E nell’ambito di una cena festosa e amichevole, Andrea ha raccontato la storia delle famiglie Ferraioli e Cuomo, in contatto dal primo dopo guerra per una serie di vicende matrimoniali e di come entrambe siano state legate al mondo del vino fin dal 18° secolo, quando il vino era una bevanda, un alimento che doveva apportare soprattutto calorie. Dopo il matrimonio con Marisa, si è creata l’azienda che è cresciuta, dal punto di vista imprenditoriale, con il supporto di tanti piccoli produttori, conferitori di uve.
La coppia emana una complicità lavorativa e di vita che va oltre le parole, la loro complementarietà si manifesta in più occasioni: Marisa solida e di poche parole, Andrea un vulcano di iniziative e di simpatia.
Proprio Andrea, l’indomani, guida la visita alla cantina e alla bottaia e racconta la storia dell’azienda, nata con fatica nel 1983 in un territorio con scarse risorse economiche e in un contesto culturalmente non facile, dove uno dei problemi principali incontrati è stata la disomogeneità dei territori dal punto di vista pedoclimatico perché si tratta di fazzoletti di terra aggrappati alla roccia.
Ma i tantissimi vitigni locali, le ben 42 varietà di autoctoni, alcuni dei quali nemmeno ancora classificati, ha reso questa terra unica e il suo vino non imitabile in nessun altro luogo. Per questo motivo, Marisa e Andrea, su consiglio dell’ enologo, Luigi Mojo, consulente della cantina, hanno deciso di valorizzare le peculiarità dei vitigni della loro terra.

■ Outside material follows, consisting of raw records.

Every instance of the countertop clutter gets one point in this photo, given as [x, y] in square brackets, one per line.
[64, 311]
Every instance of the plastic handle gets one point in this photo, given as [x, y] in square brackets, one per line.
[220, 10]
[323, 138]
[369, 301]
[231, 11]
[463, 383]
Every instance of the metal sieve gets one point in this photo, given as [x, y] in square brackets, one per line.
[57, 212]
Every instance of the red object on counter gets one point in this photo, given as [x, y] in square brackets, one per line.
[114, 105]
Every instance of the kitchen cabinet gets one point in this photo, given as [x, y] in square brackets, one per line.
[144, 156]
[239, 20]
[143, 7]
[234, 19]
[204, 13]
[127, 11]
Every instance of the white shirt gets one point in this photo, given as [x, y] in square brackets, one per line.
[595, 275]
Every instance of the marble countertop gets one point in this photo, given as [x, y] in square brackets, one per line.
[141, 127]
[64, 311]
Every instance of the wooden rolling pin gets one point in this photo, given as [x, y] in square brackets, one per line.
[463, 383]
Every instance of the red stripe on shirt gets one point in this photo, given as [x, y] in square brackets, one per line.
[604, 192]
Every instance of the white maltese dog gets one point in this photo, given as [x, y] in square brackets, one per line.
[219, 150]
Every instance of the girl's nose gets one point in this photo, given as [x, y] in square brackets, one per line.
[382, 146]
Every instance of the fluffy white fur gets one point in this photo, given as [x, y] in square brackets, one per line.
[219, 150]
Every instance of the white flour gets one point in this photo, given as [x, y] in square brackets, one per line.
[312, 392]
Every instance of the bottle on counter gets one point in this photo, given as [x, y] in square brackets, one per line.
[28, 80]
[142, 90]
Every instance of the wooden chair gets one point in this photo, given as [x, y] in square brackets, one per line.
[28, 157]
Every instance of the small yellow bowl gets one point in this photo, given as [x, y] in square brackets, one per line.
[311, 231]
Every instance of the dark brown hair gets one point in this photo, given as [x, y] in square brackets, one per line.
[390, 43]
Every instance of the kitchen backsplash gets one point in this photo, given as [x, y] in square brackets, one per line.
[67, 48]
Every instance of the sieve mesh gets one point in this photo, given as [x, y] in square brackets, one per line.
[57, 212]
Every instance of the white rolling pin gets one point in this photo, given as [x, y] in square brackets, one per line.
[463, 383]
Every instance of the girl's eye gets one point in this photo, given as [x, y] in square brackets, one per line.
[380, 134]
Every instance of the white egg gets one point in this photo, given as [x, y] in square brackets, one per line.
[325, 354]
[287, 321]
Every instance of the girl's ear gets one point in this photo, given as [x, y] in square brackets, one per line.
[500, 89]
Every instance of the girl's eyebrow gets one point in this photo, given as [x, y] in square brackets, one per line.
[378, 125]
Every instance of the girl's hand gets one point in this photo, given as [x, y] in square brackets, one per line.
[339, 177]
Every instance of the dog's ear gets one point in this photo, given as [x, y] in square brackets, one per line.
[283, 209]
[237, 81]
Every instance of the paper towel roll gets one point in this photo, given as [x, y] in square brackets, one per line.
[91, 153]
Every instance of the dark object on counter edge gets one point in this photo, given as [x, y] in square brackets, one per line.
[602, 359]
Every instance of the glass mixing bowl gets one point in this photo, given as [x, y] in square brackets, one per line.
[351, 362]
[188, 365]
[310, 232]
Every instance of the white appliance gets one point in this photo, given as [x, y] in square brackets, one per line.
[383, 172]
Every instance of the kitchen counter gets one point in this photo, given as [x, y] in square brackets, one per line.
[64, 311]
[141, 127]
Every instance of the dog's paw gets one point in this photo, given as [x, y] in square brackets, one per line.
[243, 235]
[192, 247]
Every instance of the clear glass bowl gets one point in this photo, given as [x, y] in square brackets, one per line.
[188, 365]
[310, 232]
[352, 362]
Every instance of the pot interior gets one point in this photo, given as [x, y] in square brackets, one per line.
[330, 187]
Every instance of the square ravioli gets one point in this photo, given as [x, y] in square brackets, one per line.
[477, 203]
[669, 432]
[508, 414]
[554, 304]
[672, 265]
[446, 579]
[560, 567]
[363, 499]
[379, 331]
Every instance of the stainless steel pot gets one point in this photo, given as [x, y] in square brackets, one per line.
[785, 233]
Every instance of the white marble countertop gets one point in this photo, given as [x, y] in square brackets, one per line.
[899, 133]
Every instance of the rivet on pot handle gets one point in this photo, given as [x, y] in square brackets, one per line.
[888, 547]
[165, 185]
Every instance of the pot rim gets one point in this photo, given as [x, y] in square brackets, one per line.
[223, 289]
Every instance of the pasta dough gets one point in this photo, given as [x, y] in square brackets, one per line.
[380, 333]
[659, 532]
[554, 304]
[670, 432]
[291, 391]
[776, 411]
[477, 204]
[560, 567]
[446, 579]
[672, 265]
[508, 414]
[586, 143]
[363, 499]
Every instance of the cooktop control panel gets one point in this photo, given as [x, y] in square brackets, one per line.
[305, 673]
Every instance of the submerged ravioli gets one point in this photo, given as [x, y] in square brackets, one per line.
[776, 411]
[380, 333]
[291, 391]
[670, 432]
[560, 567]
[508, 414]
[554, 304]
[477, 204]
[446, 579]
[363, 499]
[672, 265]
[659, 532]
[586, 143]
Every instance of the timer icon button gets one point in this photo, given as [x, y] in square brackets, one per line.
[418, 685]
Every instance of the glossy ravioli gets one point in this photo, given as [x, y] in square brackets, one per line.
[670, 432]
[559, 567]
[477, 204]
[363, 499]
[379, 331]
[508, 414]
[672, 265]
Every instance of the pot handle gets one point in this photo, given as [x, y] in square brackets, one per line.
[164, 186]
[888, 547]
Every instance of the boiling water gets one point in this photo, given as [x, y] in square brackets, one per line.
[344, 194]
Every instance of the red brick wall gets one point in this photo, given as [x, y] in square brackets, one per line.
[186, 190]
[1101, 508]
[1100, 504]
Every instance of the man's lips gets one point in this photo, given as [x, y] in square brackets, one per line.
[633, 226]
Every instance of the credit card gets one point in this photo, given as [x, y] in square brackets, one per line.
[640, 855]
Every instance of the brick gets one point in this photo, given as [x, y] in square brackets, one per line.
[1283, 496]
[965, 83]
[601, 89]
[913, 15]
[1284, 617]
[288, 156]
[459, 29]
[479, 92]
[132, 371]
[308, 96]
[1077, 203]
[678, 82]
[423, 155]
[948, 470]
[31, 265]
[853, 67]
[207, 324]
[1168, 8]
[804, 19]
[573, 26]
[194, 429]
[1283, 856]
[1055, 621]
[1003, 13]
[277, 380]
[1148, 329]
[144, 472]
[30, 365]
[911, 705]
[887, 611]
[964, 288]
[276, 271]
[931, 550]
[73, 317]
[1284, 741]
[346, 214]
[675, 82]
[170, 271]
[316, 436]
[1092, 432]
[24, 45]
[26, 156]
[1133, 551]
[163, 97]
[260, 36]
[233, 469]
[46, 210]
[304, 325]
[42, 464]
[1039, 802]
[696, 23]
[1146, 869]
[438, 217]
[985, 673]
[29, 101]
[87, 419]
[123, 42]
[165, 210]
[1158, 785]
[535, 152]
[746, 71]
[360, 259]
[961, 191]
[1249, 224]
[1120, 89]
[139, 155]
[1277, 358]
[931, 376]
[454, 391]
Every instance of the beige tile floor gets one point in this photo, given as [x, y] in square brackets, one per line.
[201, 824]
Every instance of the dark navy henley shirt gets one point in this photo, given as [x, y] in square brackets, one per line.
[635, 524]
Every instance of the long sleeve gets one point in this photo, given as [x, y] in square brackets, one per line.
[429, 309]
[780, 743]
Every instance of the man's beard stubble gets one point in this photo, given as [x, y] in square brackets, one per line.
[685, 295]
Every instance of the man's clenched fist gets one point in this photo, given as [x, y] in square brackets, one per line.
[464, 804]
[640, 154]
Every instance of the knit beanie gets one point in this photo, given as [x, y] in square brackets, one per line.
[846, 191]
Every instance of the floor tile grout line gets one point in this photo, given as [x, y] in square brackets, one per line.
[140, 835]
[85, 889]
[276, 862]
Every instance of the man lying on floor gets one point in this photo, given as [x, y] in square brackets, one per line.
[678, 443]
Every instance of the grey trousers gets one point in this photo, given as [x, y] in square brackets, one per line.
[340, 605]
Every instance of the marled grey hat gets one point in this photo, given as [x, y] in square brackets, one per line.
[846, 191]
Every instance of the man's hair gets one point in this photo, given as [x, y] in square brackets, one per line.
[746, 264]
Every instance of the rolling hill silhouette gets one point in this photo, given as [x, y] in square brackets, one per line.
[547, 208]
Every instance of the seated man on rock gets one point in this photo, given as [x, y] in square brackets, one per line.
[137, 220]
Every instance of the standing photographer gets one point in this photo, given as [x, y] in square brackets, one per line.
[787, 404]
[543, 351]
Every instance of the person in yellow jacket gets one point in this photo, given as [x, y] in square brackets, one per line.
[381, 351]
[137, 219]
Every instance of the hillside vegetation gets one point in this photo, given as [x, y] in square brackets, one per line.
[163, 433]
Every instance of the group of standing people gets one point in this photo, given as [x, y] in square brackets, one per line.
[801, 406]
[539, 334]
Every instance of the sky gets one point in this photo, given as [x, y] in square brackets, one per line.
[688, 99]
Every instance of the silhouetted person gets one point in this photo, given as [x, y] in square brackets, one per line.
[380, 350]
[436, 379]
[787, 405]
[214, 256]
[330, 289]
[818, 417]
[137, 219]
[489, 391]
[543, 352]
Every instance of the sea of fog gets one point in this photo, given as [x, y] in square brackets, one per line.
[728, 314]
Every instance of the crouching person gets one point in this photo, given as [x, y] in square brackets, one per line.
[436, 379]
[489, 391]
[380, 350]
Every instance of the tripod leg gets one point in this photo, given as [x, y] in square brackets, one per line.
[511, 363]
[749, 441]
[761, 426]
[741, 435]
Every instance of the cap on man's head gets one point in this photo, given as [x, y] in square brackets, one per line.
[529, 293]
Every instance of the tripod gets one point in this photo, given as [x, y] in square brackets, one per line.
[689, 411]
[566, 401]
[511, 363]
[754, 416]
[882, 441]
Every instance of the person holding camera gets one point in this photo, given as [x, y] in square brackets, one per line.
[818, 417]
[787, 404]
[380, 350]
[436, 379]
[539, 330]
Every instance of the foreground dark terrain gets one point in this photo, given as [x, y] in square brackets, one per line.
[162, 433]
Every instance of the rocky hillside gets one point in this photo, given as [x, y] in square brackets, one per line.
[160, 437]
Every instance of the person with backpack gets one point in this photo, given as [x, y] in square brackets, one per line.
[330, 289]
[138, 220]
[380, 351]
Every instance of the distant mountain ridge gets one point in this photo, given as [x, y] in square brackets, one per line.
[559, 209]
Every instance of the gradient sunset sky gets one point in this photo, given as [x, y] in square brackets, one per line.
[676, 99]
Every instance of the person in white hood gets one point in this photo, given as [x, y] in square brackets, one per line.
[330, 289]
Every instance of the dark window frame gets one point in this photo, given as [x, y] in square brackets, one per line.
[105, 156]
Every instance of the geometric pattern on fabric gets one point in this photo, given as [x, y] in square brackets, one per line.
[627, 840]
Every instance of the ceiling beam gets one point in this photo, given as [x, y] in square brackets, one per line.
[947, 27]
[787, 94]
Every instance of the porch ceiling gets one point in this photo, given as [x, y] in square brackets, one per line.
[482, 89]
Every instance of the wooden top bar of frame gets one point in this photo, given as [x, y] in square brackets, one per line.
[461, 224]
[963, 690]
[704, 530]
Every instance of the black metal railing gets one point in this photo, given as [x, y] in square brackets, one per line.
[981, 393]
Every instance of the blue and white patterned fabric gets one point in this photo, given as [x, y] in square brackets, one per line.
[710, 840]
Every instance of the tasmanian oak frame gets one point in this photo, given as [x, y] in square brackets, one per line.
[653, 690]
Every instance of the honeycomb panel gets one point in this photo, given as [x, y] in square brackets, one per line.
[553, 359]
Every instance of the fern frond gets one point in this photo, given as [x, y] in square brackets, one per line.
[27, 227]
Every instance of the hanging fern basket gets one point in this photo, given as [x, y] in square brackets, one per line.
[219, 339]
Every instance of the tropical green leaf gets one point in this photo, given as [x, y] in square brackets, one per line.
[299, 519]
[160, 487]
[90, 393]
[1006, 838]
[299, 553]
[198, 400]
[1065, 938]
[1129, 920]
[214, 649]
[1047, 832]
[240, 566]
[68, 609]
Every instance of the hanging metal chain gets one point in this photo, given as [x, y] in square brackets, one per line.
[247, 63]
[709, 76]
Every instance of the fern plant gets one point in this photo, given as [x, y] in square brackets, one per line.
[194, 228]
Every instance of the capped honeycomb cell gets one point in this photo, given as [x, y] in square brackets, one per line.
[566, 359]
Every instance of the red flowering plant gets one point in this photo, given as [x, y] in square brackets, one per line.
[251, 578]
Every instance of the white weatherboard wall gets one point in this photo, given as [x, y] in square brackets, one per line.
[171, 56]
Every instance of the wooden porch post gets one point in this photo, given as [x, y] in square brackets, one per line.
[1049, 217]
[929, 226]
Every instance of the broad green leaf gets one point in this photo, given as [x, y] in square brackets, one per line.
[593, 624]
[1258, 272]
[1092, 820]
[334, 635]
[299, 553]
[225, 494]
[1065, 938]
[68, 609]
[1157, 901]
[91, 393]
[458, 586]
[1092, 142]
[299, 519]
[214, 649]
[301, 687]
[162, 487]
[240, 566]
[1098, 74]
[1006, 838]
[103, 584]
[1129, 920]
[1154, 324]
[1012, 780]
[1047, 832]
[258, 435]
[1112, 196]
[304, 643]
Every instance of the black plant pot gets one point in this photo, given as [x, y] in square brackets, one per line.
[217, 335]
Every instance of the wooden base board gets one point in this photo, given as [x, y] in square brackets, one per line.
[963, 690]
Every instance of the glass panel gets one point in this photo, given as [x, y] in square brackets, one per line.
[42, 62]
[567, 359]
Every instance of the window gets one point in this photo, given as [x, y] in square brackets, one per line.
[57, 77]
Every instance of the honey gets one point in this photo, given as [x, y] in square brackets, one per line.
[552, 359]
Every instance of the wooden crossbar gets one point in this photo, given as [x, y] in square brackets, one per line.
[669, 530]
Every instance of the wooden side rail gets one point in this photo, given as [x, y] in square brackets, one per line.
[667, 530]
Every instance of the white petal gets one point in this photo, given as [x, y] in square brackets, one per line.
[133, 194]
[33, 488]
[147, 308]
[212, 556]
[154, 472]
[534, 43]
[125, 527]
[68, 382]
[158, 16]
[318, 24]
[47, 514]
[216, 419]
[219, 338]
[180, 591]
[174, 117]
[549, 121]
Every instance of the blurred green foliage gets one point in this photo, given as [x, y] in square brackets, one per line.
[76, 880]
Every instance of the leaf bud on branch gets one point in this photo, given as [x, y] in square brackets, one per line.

La bottaia delle Cantine Marisa Cuomo è scavata nella roccia e Andrea mostra con legittimo orgoglio le pietre laviche di 250 chili su cui poggiano le travi di castagno che sorreggono le barrique, ad una umidità costante al 90%. Subito fuori, un micro laboratorio per le analisi tecnico-enologiche.
La visita continua con i vigneti con pendenze anche del 60%, allevati in un territorio dolomitico calcareo, da ambiente marino, in seguito arricchito da ceneri e lapilli e rinfrescato dal costante influsso della brezza marina.
E mentre, con gli occhi brillanti, Andrea afferma che
“fare vini in questa terra è perdente, è difficile” ma che “ io vedo oltre le montagne quello che succederà dopo, ho la capacità di vedere oltre gli ostacoli”, ci indica gli stretti e ripidissimi terrazzamenti con piante a piede franco, dove è praticamente impossibile un sistema di meccanizzazione. Ma le uve di questa terra sono la base di grandi vini, in particolare il Ripoli, il Fenile, la Ginestra e poi ancora l’Aglianico, la Biancolella, la Falanghina e tutti gli altri.
Il Fiorduva, fiore all’occhiello dell’Azienda, che prende il nome dal fiordo di Furore, nacque nel 1995 e fu degustato nel 2000 da Luigi Veronelli che lo definì” un vino appassionante che sa di roccia e di mare”.
Da allora il Fiorduva viaggia per il mondo.